Oct 25 2012
Mucus coats our airways' internal surfaces. The viscous gel humidifies the lungs and prevents viruses and other small particles like diesel soot from entering the body unchecked. Previously unclear was the extent to which such nanoparticles are able to move through the lungs' mucus. Here, the research evidence was contradictory.
Scientists could not explain why, in inhaled medication development, drug nanoparticles often simply got stuck in the mucus never making it to their target destination inside the lung cells.
Now, as part of a German Research Foundation (DFG)-funded study, pharmacists and physicists were finally able to shed light on this dilemma. Scientists from the Helmholtz Institute for Pharmaceutical Research Saarland (HIPS), a branch of the HZI, together with researchers from the Saarland University, the Université Paris-Diderot, and Fresenius Medical Care Germany collaborated on the study. "The mucus inside the lungs is a very special kind of gel. Its structure is very different from other gels," explains Claus-Michael Lehr, Professor for Biopharmacy and Pharmaceutical Technology at the Saarland University and head of the "Drug Delivery" Department at HIPS. "Normal" gels have a microstructure that resembles a delicate spiderweb made from thin, very fine threads that enclose small pores. When viewed under the microscope, lung mucus, by comparison, looks more like a sponge, with rigid, thick gel rods separating large pores filled with liquid gel. "These scaffold proteins are called mucins," explains Professor Lehr. The researchers have now shown that nanoparticles become stuck at these structures as though they were bars of a cage. The explanation for why many investigations found nanoparticles in the mucus to be highly mobile is because the research was done on a nanometer scale.

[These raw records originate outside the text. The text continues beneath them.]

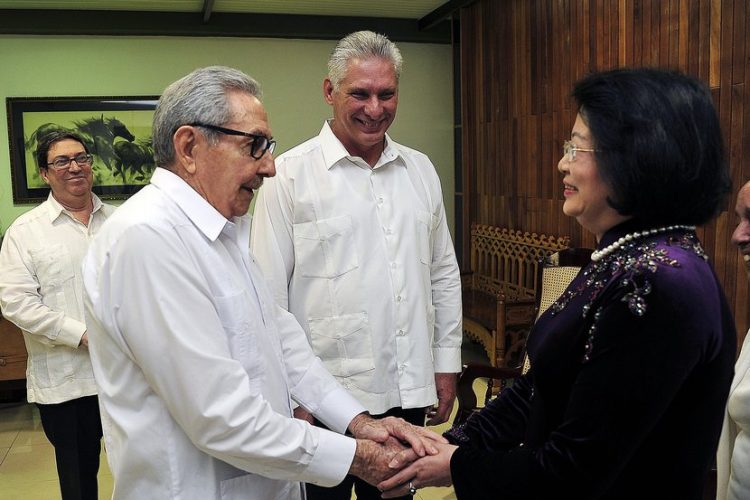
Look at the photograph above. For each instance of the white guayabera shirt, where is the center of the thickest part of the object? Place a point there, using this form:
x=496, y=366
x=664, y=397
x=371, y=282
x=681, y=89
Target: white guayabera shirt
x=41, y=292
x=196, y=364
x=363, y=258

Inside the pores, the particles can move around completely unobstructed and only when they try to move past individual pores are they prevented from doing so by the "bars."
"Our results are helping us to better understand the etiology of infectious diseases of the airways and how to treat them more effectively. In particular, they represent an important basis for the continued development of new inhaled medications," explains Professor Lehr. The newly gained insights show that it is important to consider how drugs overcome the mucus gel scaffold. Mucolytic techniques can be used where, essentially, the rods are melted such that they dissolve before the nanoparticle and, once the particle has passed, they fuse again.
One of the research tools Professor Christian Wagner and his team of experimental physicists at the Saarland University use to support their assumptions are optical tweezers: Bundled laser beams are used to grab and move the smallest particles just like you would use a regular pair of tweezers. "We can use the optical tweezers' laser beams to measure the force that is required to move a particle within the gel. This allows us to make conclusions about the medium that the bead is moved through," explains Professor Wagner. "We were able to pull the bead through the liquid inside the pore at a constant force – just as we would if we were dealing with a normal gel. However, whenever the bead hits the pore's wall, in other words the mucus's gel rods, the laser beam is unable to move it any further," explains Wagner. Experiments using an atomic force microscope as well as other tests are further supporting their hypothesis: As such, iron nanoparticles were able to penetrate the "normal" reference gel but not the lung mucus without any difficulties under the influence of a magnetic field. Structural analyses of the mucus were performed by scientists at Fresenius Medical Care Germany using a cryo-electron microscope.
The researchers expect that insights into the special structure of lung mucus will help guiding the development of a new generation of drugs to treat diseases of the airways.